Some U.S. Supreme Court justices think “original understanding” is the “alpha and omega of every constitutional question,” Justice Elena Kagan said Thursday, but “there are other people on this bench who do not.” She and others indicated they would need more justification for throwing out a court-created doctrine in a case that has potential consequences for special counsel-related prosecutions.

“Your argument seems, frankly, a little bit one-note,” Kagan told Jones Day partner Louis Chaiten at argument in the case Gamble v. United States. “You're going to have to give me more.”

Chaiten is counsel to Terance Gamble, an Alabama man who was convicted and sentenced in state and federal prosecutions for the same crime: felon in possession of a firearm. Gamble is asking the justices to overrule a 170-year-old doctrine that is known as the “separate sovereigns” exception to the Fifth Amendment's double jeopardy clause. That clause prohibits more than one prosecution or punishment for the same offense.

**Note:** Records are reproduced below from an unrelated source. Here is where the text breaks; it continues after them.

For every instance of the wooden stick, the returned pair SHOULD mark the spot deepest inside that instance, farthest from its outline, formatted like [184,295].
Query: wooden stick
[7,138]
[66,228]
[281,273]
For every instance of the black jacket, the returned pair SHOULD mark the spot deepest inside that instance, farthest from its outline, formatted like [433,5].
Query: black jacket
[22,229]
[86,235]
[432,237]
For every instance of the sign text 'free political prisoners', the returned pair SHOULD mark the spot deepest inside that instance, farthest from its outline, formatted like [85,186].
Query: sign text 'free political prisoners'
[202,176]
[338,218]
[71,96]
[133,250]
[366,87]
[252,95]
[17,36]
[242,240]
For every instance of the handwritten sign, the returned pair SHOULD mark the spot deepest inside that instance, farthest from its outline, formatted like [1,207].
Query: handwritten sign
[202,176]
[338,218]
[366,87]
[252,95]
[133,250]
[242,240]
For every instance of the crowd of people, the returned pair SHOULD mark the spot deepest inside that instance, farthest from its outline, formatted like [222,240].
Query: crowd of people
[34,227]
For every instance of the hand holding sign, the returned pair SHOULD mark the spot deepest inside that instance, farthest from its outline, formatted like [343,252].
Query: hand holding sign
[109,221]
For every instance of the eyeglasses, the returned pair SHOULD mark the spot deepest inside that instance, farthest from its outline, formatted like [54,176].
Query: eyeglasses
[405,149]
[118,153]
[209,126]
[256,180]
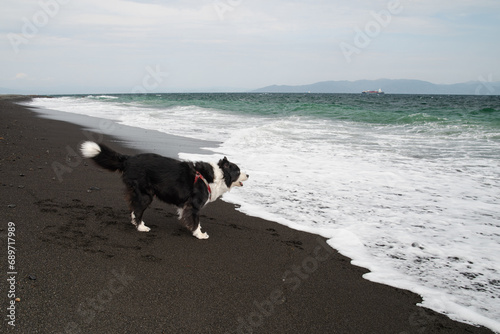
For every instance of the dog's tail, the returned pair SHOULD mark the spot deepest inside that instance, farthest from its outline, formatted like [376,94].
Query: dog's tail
[103,156]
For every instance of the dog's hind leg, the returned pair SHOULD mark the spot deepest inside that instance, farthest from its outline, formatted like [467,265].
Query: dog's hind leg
[191,219]
[138,203]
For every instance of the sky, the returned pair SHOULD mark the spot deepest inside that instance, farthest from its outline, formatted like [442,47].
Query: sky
[147,46]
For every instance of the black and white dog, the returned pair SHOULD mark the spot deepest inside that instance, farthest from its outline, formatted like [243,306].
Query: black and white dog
[187,185]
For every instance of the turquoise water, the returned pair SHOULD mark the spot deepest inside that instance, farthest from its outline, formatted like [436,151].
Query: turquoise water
[386,109]
[405,185]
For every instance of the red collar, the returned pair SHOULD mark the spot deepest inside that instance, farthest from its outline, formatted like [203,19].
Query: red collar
[198,177]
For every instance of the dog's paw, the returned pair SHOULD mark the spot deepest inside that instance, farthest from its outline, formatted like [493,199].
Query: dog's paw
[200,235]
[143,228]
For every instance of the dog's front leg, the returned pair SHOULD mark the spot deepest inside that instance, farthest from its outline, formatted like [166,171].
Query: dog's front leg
[191,219]
[200,235]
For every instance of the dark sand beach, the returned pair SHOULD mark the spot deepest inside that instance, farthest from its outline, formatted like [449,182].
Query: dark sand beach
[80,266]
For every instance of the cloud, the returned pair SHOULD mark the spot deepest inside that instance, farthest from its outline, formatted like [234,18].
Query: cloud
[20,76]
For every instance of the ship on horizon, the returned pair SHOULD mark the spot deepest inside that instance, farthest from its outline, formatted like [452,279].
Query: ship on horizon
[373,91]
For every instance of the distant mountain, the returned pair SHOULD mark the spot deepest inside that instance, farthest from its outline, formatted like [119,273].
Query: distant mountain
[389,86]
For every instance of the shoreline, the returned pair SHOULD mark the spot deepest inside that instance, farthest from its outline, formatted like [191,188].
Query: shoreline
[81,266]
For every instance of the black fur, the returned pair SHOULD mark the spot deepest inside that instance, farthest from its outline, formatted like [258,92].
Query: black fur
[172,181]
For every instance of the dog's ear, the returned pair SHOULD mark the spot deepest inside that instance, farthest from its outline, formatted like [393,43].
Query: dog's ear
[224,163]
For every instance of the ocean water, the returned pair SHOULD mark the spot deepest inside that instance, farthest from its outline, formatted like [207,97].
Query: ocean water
[407,186]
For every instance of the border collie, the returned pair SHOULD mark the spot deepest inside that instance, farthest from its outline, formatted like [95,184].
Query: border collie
[187,185]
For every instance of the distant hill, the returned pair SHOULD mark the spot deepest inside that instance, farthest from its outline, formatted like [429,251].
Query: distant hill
[389,86]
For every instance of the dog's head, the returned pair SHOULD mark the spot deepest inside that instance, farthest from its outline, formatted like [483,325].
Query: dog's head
[233,177]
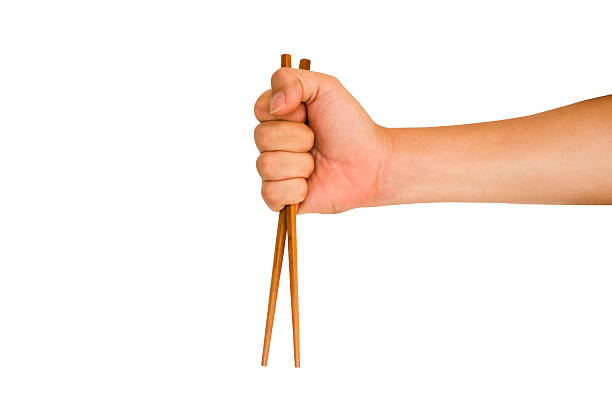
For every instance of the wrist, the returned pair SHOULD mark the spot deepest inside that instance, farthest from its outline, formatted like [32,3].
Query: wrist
[416,167]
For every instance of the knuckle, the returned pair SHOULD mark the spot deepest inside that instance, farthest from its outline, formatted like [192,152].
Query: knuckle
[310,163]
[264,163]
[260,135]
[260,164]
[281,74]
[270,194]
[303,190]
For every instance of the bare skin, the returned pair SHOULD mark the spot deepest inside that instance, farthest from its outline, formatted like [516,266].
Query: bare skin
[343,160]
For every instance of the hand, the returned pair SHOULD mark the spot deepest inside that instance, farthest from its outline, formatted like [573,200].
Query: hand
[330,165]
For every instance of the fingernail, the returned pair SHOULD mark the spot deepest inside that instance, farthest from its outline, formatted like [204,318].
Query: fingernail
[277,102]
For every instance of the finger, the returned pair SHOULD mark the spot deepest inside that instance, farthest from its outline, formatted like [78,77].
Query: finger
[280,165]
[262,110]
[278,194]
[283,136]
[292,87]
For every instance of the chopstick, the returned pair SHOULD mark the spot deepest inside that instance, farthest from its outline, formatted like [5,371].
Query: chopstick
[286,226]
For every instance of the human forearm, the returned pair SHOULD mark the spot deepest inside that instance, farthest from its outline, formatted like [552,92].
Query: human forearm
[562,156]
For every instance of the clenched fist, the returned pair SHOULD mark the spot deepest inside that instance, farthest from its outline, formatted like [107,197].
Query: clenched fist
[318,147]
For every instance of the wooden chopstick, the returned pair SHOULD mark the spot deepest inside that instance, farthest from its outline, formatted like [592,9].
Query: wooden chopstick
[286,226]
[279,249]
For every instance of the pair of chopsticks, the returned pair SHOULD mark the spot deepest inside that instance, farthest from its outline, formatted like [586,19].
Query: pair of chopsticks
[286,227]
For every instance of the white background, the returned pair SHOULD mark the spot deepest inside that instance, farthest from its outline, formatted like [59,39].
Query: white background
[135,250]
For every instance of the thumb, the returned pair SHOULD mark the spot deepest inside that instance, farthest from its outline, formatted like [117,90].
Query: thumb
[290,87]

Gamble's case has drawn considerable attention because of its possible import for Special Counsel Robert Mueller's investigation and prosecutions of Russian interference in the 2016 election and involvement of the Trump campaign. Elimination of the separate sovereigns exception could bar states from pursuing certain prosecutions under their state laws. Mueller's investigation did not come up during Thursday's arguments.

During the 80-minute argument, Chaiten emphasized that the separate sovereigns exception was inconsistent with the original meaning of the double-jeopardy clause as well as its text and purpose. But his original meaning argument ran up against what Justice Brett Kavanaugh, himself a self-described originalist, said was “another part of the original understanding—stare decisis” (standing by precedent).

Chaiten has to show the exception is “grievously wrong or egregiously wrong,” Kavanaugh told him during one exchange. And given the uncertainty that historical evidence supports Gamble's position, Kavanaugh questioned whether Chaiten could clear that “high bar.”

Justice Samuel Alito Jr. probed how Chaiten's interpretation of the clause would apply to foreign prosecutions. If American citizens were murdered by terrorists in a foreign country and the terrorists were acquitted after a foreign prosecution, Alito asked, “is it your position they can't be prosecuted here?”

Chaiten replied that under the original understanding of the double-jeopardy clause, whether America could prosecute those terrorists would depend on whether an American court recognized the concurrent jurisdiction of the foreign court.

Justice Stephen Breyer noted an amicus brief filed by Native American Indians, who said the separate sovereign exception was important to successive prosecutions of domestic violence crimes on reservations.

But Chaiten said the potential for successive prosecutions and punishments has increased significantly with the federalization of many more crimes.

Assistant to the Solicitor General Eric Feigin and Texas Solicitor General Kyle Hawkins told the justices that successive prosecutions sometimes were necessary. Feigin pointed to Native American domestic violence crimes as well as the need for the federal government to step in at times to prosecute civil rights law violations.

Justice Ruth Bader Ginsburg questioned the government's heavy reliance on federalism for its defense of the exception.

Federalism, Ginsburg said, usually is looked to as protection of the individual, but the government is using it to defend state and federal freedom to prosecute the individual. Justice Neil Gorsuch added that he could not think of another case where federalism was used to allow “more intrusion” on individual liberty.

Feigin warned that overruling the exception would result in a first-to-file race to courthouses by prosecutors; would deter cooperation between law enforcement; and would allow criminal defendants to play one sovereign against another.